Standard wording that can be incorporated into a draft contract or other document, designed to reduce the expense and delay of extensive negotiations and of errors.


2. Documentation - contract - law.

Entire standard-worded draft documents produced for similar reasons.


3. Information technology.

Abbreviation for boilerplate code.

A section of code that is repeated without modification - or with only minimal modifications - in different places.


4. Financial reporting - investor relations.

In the context of reporting and communication, boilerplate can have negative connotations.

For example, boilerplate disclosures are standard-worded ones that fail to provide insight into the situations they describe.

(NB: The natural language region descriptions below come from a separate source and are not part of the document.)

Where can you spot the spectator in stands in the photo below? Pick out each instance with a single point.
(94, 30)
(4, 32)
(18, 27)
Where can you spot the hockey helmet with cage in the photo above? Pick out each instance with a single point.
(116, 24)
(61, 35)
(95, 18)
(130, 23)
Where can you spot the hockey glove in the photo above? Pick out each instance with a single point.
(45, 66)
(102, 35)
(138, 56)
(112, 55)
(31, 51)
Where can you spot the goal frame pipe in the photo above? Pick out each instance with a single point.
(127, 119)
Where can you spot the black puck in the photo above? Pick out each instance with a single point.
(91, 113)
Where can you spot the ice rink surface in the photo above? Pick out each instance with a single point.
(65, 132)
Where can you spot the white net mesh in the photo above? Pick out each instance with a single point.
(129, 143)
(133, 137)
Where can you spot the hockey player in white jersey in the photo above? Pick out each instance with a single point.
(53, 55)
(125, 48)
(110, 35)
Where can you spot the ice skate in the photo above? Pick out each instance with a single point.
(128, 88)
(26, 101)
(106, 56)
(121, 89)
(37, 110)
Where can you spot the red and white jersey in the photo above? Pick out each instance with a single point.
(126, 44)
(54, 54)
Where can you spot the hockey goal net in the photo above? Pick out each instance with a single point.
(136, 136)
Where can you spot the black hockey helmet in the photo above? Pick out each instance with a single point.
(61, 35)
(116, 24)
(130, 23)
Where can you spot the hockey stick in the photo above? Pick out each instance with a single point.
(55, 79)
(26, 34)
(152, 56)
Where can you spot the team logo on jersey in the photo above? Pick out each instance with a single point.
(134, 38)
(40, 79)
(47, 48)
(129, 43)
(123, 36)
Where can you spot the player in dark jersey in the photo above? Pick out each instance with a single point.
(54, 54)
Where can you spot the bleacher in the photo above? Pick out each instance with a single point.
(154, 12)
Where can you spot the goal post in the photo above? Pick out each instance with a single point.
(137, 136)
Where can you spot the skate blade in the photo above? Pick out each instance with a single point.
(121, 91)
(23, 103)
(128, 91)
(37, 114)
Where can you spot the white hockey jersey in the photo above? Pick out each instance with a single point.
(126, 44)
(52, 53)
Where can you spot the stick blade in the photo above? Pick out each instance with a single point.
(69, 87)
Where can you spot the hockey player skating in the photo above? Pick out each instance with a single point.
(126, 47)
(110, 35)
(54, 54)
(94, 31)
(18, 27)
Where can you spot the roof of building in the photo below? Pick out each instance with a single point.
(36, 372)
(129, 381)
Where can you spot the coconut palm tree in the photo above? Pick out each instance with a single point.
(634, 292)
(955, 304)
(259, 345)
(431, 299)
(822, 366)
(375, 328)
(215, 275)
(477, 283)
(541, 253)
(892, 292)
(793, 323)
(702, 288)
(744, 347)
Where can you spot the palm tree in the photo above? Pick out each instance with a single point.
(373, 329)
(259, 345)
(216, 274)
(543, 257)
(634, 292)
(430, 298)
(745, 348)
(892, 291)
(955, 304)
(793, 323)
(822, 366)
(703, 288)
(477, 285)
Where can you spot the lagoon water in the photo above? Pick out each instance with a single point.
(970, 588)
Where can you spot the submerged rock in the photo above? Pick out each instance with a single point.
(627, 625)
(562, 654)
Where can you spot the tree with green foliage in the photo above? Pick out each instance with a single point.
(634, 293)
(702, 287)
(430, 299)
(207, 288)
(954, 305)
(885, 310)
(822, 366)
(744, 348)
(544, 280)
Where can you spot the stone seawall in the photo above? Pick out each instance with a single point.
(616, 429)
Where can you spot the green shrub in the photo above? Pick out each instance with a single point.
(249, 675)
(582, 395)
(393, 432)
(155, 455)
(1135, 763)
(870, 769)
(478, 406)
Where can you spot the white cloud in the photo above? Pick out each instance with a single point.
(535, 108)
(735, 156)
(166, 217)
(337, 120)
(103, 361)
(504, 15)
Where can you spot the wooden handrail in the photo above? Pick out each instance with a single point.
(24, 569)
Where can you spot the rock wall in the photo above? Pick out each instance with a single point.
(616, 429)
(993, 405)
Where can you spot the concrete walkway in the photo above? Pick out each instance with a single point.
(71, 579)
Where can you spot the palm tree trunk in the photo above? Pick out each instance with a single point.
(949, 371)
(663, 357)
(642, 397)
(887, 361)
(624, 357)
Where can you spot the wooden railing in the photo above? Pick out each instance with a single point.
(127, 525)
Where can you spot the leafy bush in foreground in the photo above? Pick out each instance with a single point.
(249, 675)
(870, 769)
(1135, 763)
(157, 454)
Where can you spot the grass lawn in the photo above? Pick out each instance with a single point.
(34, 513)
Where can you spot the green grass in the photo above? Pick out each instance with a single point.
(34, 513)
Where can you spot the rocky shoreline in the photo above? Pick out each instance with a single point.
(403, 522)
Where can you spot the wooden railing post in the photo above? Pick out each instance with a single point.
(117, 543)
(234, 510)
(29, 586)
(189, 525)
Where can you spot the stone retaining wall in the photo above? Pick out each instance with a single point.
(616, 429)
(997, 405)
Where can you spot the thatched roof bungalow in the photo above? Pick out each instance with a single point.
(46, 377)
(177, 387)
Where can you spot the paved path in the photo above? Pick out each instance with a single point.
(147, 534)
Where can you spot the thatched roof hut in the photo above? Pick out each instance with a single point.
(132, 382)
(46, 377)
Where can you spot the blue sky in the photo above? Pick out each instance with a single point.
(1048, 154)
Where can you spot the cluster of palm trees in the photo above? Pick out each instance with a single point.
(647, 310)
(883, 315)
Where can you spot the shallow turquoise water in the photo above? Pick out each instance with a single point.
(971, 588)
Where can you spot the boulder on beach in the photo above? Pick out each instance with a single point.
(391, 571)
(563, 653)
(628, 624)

Avoid boilerplate TCFD disclosures
"The FRC has published its Annual Review of Corporate Reporting...
... the FRC draws attention to the importance of TCFD disclosures, mandatory for the first time for December year end reporters, urging that disclosure should be integrated into the annual report and avoid boilerplate."
Deloitte Academy - November 2021.


Boilerplate statements not backed up
"Unfortunately, as last year, we continue to see the use of boilerplate or declaratory statements.
These statements are seldom substantiated by actions or examples, and therefore do not offer insight into company governance...
... the vast majority of reporting on outcomes of community engagement remained generic and boilerplate."
Review of Corporate Governance Reporting - Financial Reporting Council - November 2021, p3 & p30.

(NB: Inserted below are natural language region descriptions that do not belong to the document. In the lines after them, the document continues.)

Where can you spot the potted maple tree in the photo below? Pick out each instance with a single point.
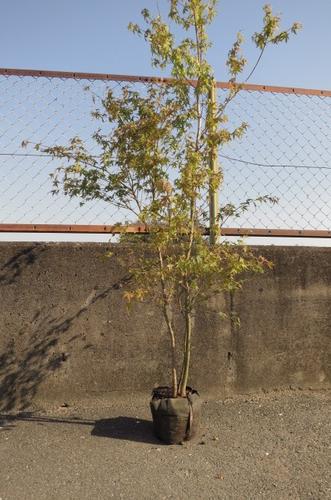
(159, 161)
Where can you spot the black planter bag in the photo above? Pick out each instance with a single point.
(175, 419)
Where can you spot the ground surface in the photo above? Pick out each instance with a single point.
(274, 446)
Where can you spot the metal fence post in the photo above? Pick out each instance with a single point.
(214, 171)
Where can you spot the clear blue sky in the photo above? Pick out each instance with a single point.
(86, 35)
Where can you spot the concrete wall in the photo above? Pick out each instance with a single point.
(66, 332)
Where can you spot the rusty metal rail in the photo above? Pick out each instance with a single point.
(141, 229)
(152, 79)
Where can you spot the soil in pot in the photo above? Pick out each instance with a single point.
(175, 419)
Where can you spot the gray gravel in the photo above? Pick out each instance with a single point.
(271, 446)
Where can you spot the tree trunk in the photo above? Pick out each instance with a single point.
(187, 353)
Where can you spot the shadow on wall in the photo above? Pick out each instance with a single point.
(21, 374)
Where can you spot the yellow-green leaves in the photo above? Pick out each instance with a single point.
(271, 30)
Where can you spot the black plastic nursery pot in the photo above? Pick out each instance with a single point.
(175, 419)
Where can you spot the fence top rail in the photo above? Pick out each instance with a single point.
(152, 79)
(141, 229)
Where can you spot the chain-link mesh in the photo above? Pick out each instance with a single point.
(285, 153)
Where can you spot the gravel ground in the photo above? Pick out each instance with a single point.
(271, 446)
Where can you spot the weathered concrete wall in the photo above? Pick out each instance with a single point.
(66, 332)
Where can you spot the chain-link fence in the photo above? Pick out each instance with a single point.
(285, 153)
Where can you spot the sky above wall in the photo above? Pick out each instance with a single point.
(92, 36)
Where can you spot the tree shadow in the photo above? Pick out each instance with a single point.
(123, 428)
(127, 429)
(28, 360)
(13, 267)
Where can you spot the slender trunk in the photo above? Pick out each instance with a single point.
(167, 313)
(187, 350)
(167, 316)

5. Reporting - standard forms.

A specification of a reporting format.

This type of boilerplate is designed to ensure that reporting is complete, easy to receive, and easy to incorporate into other systems, for example by always including - as a minimum - specified important items in the same order.


6. Origins - engineering.

In engineering, boilerplates are steel that has been rolled out into standardised plates.

Steel boilerplates can be used for a number of engineering purposes, including making boilers.


By analogy, the term boilerplate was extended to printed material, in the era when smaller local newspapers incorporated syndicated content supplied in the form of pre-typeset metal blocks of text.